The model defined in model.py includes:
- Input Layer: Accepts keypoints extracted from videos (dimension 258: 33×4 for pose + 21×3 for left hand + 21×3 for right hand).
- LSTM Layers: A bidirectional LSTM (default 2 layers) that handles variable-length sequences.
- Attention (Optional): An attention mechanism to aggregate LSTM outputs.
- Output Layer: A fully connected layer that classifies the input into one of the 98 gesture classes.
Train the model with:
python train.py --data_path preprocessed_data.npz --batch_size 16 --epochs 50
- Training Process:
- Loads preprocessed training and validation data.
- Uses a custom collate function to pad sequences.
- Trains the LSTM model while showing progress via tqdm.
- Implements early stopping and learning rate scheduling.
- Saves the best model checkpoint as
best_model.pth
.
Evaluate the model on the test set:
python evaluate.py --data_path preprocessed_data.npz --model_path best_model.pth --batch_size 16
- Evaluation Outputs:
- Test accuracy.
- A detailed classification report including precision, recall, and F1-score for each class.
To predict the gesture from a single video file, run:
python inference.py --video_path path/to/video.mp4 --model_path best_model.pth --label_map_path preprocessed_data.npz
- The script:
- Extracts keypoints from the video.
- Loads the trained model and label mapping.
- Outputs the predicted English text corresponding to the gesture.
Test the complete system using test.py:
-
Batch Inference on a Video File:
python test.py --video_path path/to/video.mp4 --label_map_path preprocessed_data.npz --model_path best_model.pth
-
Live Inference via Webcam:
python test.py --live --label_map_path preprocessed_data.npz --model_path best_model.pth
- The live inference script displays the webcam feed and prints the predicted gesture every few frames.
-
Warnings During Evaluation:
The classification report may warn about undefined precision for classes with no predicted samples.

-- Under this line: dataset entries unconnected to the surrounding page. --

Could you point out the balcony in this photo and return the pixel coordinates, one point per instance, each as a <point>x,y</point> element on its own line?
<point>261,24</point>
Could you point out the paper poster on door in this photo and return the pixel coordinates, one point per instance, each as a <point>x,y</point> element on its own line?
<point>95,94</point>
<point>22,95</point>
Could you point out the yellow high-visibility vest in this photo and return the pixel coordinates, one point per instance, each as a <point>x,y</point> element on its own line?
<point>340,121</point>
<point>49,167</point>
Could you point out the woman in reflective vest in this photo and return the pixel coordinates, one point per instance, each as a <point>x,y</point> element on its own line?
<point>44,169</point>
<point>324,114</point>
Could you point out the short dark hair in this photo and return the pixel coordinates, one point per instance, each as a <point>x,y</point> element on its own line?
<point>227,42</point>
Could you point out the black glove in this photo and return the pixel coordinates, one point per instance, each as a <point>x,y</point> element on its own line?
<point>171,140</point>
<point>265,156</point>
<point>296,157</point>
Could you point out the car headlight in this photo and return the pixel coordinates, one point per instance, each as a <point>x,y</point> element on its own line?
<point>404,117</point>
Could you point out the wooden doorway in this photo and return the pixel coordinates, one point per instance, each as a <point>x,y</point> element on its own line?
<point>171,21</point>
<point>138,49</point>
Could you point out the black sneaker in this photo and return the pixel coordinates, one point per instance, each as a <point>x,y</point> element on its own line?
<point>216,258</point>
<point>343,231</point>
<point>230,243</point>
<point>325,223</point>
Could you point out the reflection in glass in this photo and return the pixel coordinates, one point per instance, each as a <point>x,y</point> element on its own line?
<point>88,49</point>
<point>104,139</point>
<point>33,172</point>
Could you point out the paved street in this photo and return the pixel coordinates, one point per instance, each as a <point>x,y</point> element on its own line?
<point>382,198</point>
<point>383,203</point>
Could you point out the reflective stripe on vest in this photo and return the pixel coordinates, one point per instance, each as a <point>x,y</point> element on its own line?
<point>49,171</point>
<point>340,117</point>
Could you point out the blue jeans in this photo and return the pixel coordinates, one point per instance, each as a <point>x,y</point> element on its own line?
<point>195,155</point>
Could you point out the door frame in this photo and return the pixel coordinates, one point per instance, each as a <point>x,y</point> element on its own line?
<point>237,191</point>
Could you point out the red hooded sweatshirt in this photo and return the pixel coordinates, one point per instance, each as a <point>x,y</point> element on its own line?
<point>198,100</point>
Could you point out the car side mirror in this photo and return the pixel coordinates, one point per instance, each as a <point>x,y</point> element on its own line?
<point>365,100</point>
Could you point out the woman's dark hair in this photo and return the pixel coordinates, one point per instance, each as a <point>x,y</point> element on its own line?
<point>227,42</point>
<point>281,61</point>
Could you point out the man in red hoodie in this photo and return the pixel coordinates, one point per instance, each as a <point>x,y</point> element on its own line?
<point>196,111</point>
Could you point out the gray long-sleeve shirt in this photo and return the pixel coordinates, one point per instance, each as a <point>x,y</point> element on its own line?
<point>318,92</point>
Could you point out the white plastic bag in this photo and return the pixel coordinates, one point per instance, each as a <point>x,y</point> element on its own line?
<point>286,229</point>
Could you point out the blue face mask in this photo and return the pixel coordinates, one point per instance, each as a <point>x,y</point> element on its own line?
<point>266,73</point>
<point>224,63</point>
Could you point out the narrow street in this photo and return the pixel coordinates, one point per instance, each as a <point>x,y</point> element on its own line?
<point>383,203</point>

This is expected when some classes are rarely predicted. -
Dataset Variability:
Ensure that the dataset is well-organized and that video files are correctly named and formatted. -
Future Work:
- Explore more advanced data augmentation techniques.
- Experiment with deeper or alternative model architectures.
- Optimize the live inference pipeline for real-time applications.
This project is released under the MIT License.